Taroona Shot Tower is also Haunted
Joseph Moir was the Scottish businessman who built Taroona Shot Tower. Moir was born near the England/Scotland border in 1809 and migrated to what would become Tasmania (Van Diemen's Land) in 1829, at the age of twenty. Moir was a builder in Scotland and so was employed by the colonial government in 1834 as 'Clerk of public works for the colony', meaning he could help design some of the buildings in Van Diemen's land. Such as the Anglican church in Pontville, Moir became more influential in the colonial parliament because of his work.
In 1844 he returned to Scotland to marry Elizabeth Paxton, five years later, Moir decided to start an ironmongery business and travelled to Britain to collect hardware items. The family opened a store in Hobart which proved very successful.
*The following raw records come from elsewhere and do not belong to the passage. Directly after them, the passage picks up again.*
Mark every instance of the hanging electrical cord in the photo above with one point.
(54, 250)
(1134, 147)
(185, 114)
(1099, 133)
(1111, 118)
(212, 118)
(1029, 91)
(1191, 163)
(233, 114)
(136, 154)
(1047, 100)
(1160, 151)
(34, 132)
Using money made from the store, Moir bought a plot of land in Taroona in 1855 and built a new house for his family to live in on the property. In 1862, Moir began planning the construction of the Taroona Shot Tower. The Shot tower was completed in 1870 but after this Joseph Moir became very ill and four years later he passed away. Joseph Moir was originally buried in the family crypt that was by the cliffs below the shot tower but his body was later moved, his final resting place is unknown.
Joseph's son, also called Joseph took over the business and was made to sell the store in Hobart shortly after his fathers death, he later sold the shot tower to his brother-in-law who closed Taroona Shot Tower in 1901. It is said that Joseph Moir's ghost is still in the Shot tower, since lights have been seen at the top of the tower late at night and the door leading into the tower from the factory, which is usually locked, sometimes opens by itself.